The U.K. looks, on any measure, bizarrely cheap, particularly when compared with the U.S. The forward price-earnings ratio for the FTSE All-Share Index is about 10 times. It is the same for the FTSE 100, slightly lower for the FTSE SmallCap Index and only slightly higher for the FTSE 250. Compare the U.K.’s current forward P/E to its median over the last 15 years, says Duncan Lamont of Schroders, and you will see that it is on a discount of around 20%.

Look to the U.S. and it’s a different story. The U.S. market trades on around 18 times forward earnings and is trading at a 14% premium to the U.K. The yield differential is huge too. You can get 4.5% here on a portfolio of reasonably valued equities. In the U.S., you can get less than 2% on a portfolio of still quite expensive ones.

It is true that the U.K. has long been a much higher-yielding market than the U.S., but as the analysts at Berenberg pointed out, this relative dividend yield is still very much “towards the top end of its 50 year history.” You may consider the differential to be completely normal: Most market participants will say that the U.S. always trades at a premium. Always has, always will.

They are wrong. Go back 30 years and you will see the relationship only really kicked off in the late 1980s.

Still, the past is the past, and perhaps it seems obvious why the U.K. trades on a huge discount now. It’s bleak out there—there are strikes and high taxes as well as high state spending (though not enough to stop the strikes). Chuck in a global recession along with an overlay of Brexit, and clearly the hellhole that is modern Britain is cheap for a reason.

There’s also the fact the U.K. stock market is old, old, old—jammed not with the whizz bang tech of the U.S. but with banks, insurers, oil, gas, coal and mining. Miserable politics, a miserable economy and no sign of a growth mindset anywhere. Who would want exposure to this mess of a market?

Yet there’s a problem with this easy explanation. All the awfulizing suggests that U.K. P/E ratios are low because one can expect little growth from the U.K. However, look at the actual growth and it’s clear that this is valued differently to that in the rest of the world.

On to the valiant efforts of Panmure Gordon’s Simon French, who has spent much of the last few years delving into what he calls the “persistent undervaluation of U.K. listed companies.” Look at price-to-growth ratios, he says, and you will see they are consistently lower across most industrial sectors in the U.K. than in the U.S. and the European Union. It isn’t so much that there is no growth, it’s that U.K. growth is valued less than growth elsewhere.

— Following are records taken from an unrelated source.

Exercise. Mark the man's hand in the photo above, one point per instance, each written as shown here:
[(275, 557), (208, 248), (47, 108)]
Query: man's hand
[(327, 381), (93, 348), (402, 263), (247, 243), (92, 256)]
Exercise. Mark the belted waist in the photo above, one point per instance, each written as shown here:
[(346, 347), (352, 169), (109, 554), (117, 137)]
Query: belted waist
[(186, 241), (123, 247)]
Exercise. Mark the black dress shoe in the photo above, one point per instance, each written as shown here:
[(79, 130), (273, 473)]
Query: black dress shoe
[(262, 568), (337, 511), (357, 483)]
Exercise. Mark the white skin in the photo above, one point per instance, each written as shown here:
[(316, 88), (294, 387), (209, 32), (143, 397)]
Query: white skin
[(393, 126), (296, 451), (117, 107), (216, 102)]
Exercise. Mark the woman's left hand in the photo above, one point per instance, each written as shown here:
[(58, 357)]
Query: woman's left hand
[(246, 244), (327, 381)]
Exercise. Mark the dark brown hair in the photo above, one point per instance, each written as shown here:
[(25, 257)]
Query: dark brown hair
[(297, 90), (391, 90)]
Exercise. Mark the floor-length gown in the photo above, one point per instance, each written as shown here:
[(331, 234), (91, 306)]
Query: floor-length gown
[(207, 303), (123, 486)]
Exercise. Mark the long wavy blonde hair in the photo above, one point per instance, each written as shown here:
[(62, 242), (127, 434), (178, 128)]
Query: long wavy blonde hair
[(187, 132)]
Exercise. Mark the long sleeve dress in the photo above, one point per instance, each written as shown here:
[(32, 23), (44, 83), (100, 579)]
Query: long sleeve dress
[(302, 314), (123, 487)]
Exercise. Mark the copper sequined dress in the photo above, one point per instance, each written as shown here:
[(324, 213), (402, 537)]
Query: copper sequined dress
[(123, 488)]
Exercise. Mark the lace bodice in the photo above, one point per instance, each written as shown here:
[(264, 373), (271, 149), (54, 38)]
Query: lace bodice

What might explain that? French has looked at two possibilities. The first is that U.K. companies suffer from a deficiency of do-goodery—and so our ESG ratings are lower in the round than those of other countries. There might be something in this: French finds that there is a small premium attached to companies with higher ESG scores for a given level of earnings growth. But this, at best, can only explain a tiny part of the discount.